If you can teach me something about how Android implements it that is different, I'd be most appreciative!

AtavisticPuma

Apart from the reflashing advice, I think it is good general advice to also make sure you are managing your stress levels.
There is a saying, "The best revenge is living well". If you have an enemy who is trying to disrupt your life, make sure you are not doing all the work for them, turning your life upside down and spending thousands of $$$ just based on some vague comments.

Before making big life changes, check in with a calm, level-headed friend to see if they think your reactions make sense given the situation you are in. Talking to a counsellor could help here too, to help you get out of this panic mode, which is the end-goal for most harassers.

Obviously I don't know your whole situation, but from what you've shared I think it sounds very rash to want to sell your devices and move towns based on inferences that you made after one or two conversations with a roommate. Especially given that you don't have a great amount of understanding of how hacking works and what the evidence for it would look like.

Tryptamine

AtavisticPuma Before making big life changes, check in with a calm, level-headed friend to see if they think your reactions make sense given the situation you are in. Talking to a counsellor could help here too, to help you get out of this panic mode, which is the end-goal for most harassers.

I think this is the best advice yet!

Take it easy, and yes, please don't sell your devices.

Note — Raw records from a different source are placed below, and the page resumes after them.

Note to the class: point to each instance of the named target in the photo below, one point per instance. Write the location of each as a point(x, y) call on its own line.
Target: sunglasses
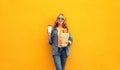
point(60, 18)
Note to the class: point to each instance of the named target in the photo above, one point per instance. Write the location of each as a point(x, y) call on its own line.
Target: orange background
point(94, 25)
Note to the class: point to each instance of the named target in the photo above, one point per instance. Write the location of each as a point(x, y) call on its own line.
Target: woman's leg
point(57, 61)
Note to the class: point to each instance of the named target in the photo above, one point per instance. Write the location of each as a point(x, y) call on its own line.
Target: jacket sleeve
point(70, 40)
point(51, 38)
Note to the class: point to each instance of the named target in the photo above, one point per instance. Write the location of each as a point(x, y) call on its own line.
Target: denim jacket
point(54, 42)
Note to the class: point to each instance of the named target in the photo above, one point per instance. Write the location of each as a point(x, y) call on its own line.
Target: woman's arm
point(70, 40)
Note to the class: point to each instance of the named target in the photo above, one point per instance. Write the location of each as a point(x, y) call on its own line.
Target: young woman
point(60, 52)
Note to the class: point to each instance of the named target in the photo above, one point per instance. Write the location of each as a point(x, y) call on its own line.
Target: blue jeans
point(60, 60)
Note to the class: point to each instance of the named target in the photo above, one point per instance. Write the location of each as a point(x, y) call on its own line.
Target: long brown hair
point(64, 25)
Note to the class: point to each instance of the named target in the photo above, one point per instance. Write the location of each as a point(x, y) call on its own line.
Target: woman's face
point(60, 19)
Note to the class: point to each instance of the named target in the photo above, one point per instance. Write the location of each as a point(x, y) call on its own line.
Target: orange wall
point(94, 25)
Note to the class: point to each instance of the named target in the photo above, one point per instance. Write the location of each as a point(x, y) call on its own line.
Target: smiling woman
point(94, 24)
point(60, 50)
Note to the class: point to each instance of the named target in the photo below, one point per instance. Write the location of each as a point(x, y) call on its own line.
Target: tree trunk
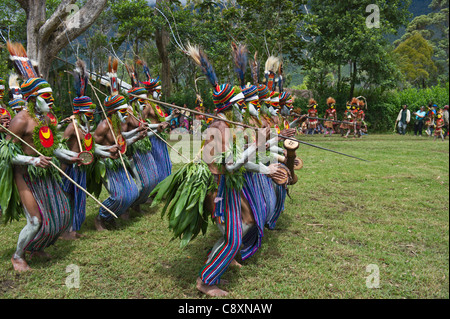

You can certainly clean them out, follow some of the suggestions above or do your own research! If you do your own reading though, take the drastic suggestions with a LOT of salt!

matchboxbananasynergy

Durian-Pixel "don't make our precious grapheneos look bad, hacking is only done by powerful millionaires, its super expensive"

That is not at all what I said, and it's not specific to GrapheneOS. If you think compromising an up-to-date and patched Android device on decent hardware is easy or commonplace, you're sorely mistaken.

It was already explained to you how one can "easily" install stalkerware on an Android device in a way that doesn't require anything advanced, however that requires them having physical access to the device and being able to install an app.

Not only did I mention that, but I also gave you actionable steps (factory reset, don't reflash, if you've made an initial pairing with auditor, use it to check the integrity of the device with high security guarantees). Yet this is your response?

If you want to think you've been magically compromised by some imaginary zero day exploit chain that a normal person possesses yet nation states pay millions upon millions of dollars for, then I don't know what else I can tell you.

Durian-Pixel

Best buy, chrome books, police etc. Not so easy in a 3rd world country.

I was def hacked and just don't know how. Pointing at the specifics like trying to conceal my MAC address is besides the point, I'll do anything to get to the bottom of it.

Anyways, a lot of good suggestions here, really appreciated it. More is welcome of course

Durian-Pixel

matchboxbananasynergy

Not going to argue with you anymore, hacking is super easy.

PS: people liking your comment doesn't validate it

Watch this: https://youtu.be/VPd8s0DrheU?si=4ChTpF6oPWcdGuXg

matchboxbananasynergy

I highly suggest not using YouTube as a source to learn about these topics. The thread isn't productive, and it's fairly obvious that you don't need actionable advice if people aren't going to confirm your belief that you've been compromised.

When someone believes that they've been compromised for vague non-technical reasons, there's rarely a technical solution to the issue.